I am confused on "Index Selectivity". Two scenarios are below. Being new to SQL Server, I am trying to gain additional knowledge on "Index Selectivity". Please help. 1)dbcc show_statistics (table name, index name) Updated Rows Rows Sampled Steps Density Average row length Sep 5 2006 10:19PM 94755577106451 200 6.4302716E-5 36.0 36.0 What is meant by - 6.4302716e-5? Not a Math major. What does it compute to? Using "dbcc show-statistics", is the index a highly selected index? 2) Copied and pasted script from article on your web site "Tips on Optimizing SQL Server Non-Clustered Indexes" that uses the Northwind database. and substituted for my use with same table and index above.. total unique rows - 6209 total rows - 9.47556e+006 selectivity ratio - 0 Confused. The column is not 95% unique. Since it is not, the Query Optimizer might not even use it. However, it will return less than 5% of the rows. Reading the article "Not All SQL Server Indexes Are Created Equal", talks about the 5% rule. If it is less than 5%, the Query Optimizer will use the index. Please advise at your convenience. Most grateful, sqlnewdba
Thank you Adriaan. Do you know if either scenario qualifies the index as a "highly selective index"? Does anyone know? Appreciate reply. Thanx
The most effective indexes are the indexes with a small percentage of duplicated values. An index with a high percentage of unique values is a selective index. Obviously, a unique index is highly selective since there are no duplicate entries. The database uses these statistics when generating an execution plan for a query. quote: The selectivity ratio (Sr) of a potential key value in a table is a good guideline to its usefulness as an index. If the number of rows, which are uniquely identified by the key, is Rk, and the total number of rows on the table is Rt, then Sr = 100*(Rk/Rt) The lower the selectivity ratio, the more useful the key would be as an index to the table. SQL Server stores this ratio for each index. Note that if the selectivity ratio of a key is more than 15%, the optimizer will ignore the index and chose a full table scan. Satya SKJ Microsoft SQL Server MVP Contributing Editor & Forums Moderator http://www.SQL-Server-Performance.Com This posting is provided AS IS with no rights for the sake of knowledge sharing.

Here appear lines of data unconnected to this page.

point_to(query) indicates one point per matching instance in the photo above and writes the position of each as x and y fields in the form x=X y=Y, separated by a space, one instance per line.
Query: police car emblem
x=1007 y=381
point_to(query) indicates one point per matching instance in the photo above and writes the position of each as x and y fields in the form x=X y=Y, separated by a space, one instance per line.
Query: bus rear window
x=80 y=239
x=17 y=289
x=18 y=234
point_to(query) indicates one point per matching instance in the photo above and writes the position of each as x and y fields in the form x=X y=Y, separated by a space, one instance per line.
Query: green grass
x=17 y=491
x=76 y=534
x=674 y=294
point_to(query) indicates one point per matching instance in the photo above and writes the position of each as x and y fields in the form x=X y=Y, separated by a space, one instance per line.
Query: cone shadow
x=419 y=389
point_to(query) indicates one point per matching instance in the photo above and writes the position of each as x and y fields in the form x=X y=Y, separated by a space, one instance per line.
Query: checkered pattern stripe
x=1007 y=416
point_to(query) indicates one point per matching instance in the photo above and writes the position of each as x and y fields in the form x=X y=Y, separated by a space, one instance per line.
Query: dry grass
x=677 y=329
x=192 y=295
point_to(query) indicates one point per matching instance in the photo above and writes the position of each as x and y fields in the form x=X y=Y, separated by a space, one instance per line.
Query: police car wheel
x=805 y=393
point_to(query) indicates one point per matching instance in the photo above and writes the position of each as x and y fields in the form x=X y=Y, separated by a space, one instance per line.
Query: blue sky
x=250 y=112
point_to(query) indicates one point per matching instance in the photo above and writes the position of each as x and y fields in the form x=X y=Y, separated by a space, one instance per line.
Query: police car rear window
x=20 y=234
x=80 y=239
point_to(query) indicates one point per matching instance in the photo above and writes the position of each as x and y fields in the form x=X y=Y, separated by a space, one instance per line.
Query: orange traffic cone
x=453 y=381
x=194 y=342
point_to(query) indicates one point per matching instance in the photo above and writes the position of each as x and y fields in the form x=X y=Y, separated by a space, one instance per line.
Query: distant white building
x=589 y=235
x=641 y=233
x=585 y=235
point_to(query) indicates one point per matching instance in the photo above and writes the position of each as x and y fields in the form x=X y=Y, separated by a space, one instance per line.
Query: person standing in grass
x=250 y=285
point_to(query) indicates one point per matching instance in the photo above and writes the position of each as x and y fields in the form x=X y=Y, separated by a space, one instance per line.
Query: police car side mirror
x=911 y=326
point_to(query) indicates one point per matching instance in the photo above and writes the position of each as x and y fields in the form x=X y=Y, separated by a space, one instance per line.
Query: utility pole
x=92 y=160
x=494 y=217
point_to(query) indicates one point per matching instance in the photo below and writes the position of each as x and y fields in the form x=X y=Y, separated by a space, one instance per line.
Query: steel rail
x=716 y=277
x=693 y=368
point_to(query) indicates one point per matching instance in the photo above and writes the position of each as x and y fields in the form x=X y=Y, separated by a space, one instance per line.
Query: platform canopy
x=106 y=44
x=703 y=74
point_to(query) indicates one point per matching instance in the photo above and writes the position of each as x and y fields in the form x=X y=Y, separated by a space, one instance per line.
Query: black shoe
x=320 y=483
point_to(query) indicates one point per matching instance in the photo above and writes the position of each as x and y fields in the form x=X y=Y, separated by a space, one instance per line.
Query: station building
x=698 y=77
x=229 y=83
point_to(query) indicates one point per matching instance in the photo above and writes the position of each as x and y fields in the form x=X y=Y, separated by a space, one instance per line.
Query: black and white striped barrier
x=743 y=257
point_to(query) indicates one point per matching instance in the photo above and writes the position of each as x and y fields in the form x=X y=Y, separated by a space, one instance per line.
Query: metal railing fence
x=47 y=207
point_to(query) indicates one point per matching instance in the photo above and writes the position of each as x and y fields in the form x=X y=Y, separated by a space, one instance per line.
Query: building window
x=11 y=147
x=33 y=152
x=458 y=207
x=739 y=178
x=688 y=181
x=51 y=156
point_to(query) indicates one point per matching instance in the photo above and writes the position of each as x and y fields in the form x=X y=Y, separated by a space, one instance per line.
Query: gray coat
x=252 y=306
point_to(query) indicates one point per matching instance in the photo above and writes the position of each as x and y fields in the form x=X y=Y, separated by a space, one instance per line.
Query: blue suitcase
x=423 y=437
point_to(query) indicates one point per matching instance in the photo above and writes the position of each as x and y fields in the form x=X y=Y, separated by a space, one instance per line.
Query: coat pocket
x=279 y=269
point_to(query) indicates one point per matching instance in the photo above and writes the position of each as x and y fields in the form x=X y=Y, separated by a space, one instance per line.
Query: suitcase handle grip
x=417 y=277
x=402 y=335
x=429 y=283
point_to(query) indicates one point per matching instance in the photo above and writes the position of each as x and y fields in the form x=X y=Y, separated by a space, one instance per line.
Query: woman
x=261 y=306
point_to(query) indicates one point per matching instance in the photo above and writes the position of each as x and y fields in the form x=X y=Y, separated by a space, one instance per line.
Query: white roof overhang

Thank you satya for responding. I did find the formula while "googling" the day before and substituted the values. Since (100*(6209/9475557) = 0, (unless my math is wrong),the index would be used because of the low,(extreme low), selectivity ratio. I gather this formula is a "good rule of thumb". Could you please shed some light on "density" in the "dbcc show_statistics" with my results posted earlier? Still searching ("googling") for some light (knowledge) on this area. Thank you
Density measures how selective an index is. The more selective an index is, the more useful it is, and because higher selectivity means that a query can eliminate more rows from consideration. quote:The statblob (in sysindexes table) field contains two types of density information: density values and all_density values. The optimizer uses the density and all_density values to determine whether it is better to conduct a table scan or to use an index to access the data. Satya SKJ Microsoft SQL Server MVP Contributing Editor & Forums Moderator http://www.SQL-Server-Performance.Com This posting is provided AS IS with no rights for the sake of knowledge sharing.
Satya, I'm not sure where this quote comes from, The term "uniquely" seems to be problematic. The sentence is just as true and more accurate without that word there. The inclusion of the word unique then causes people to believe this. Clearly the notion that 95% of the values need to be unique is false. It's also clear that this misconception is created by using "unique" in your definitions.
Welcome to the forums! Thanks for your contribution, but I guess you have noticed that this thread is 6 years old?
If you're saying the information is stale, then deleting this would be useful as it appears to be fueling contemporary misconceptions...
No, I guess that is not what I'm saying. Usually there is no point in replying to such an old thread, because neither the questioner nor the answerer might be still monitoring it, in fact, they might not even still participate in the community. So, there might be no chance to get into discussion with them about their statements. In the case of misleading or plain wrong advise given, it might be beneficial to comment to such an old thread in order to keep others from blindly adopting an advise given in an online community, but I think one should question any advise given by someone in a community anyway, regardless of the name of the person giving that advise. Some names of community members though imply greater knowledge than others obviously, but still that shouldn't keep one from using common sense when applying an advise to ones own IT environment. So, is the advise given here wrong or misleading? I can't tell, since to me it is a 6 years-old thread and SQL Server engine components like the optimizer have come a long way since then and I don't bother reading through such an old one anyway.
Just to weigh in on the issue of old threads being left live on the site. Old threads are typically left on forums and Q&A sites as it is nearly impossible to decide if a question is obsolete or not - for example, SQL Server 2000 is still used in production so an archive of questions on issues specific to it is still relevant. Even in the main site, in 2011 we published an article specifically on SQL Server 2000 (http://www.sql-server-performance.com/2011/configuring-email-sql-server-2000/) since it was an issue that was still being encountered.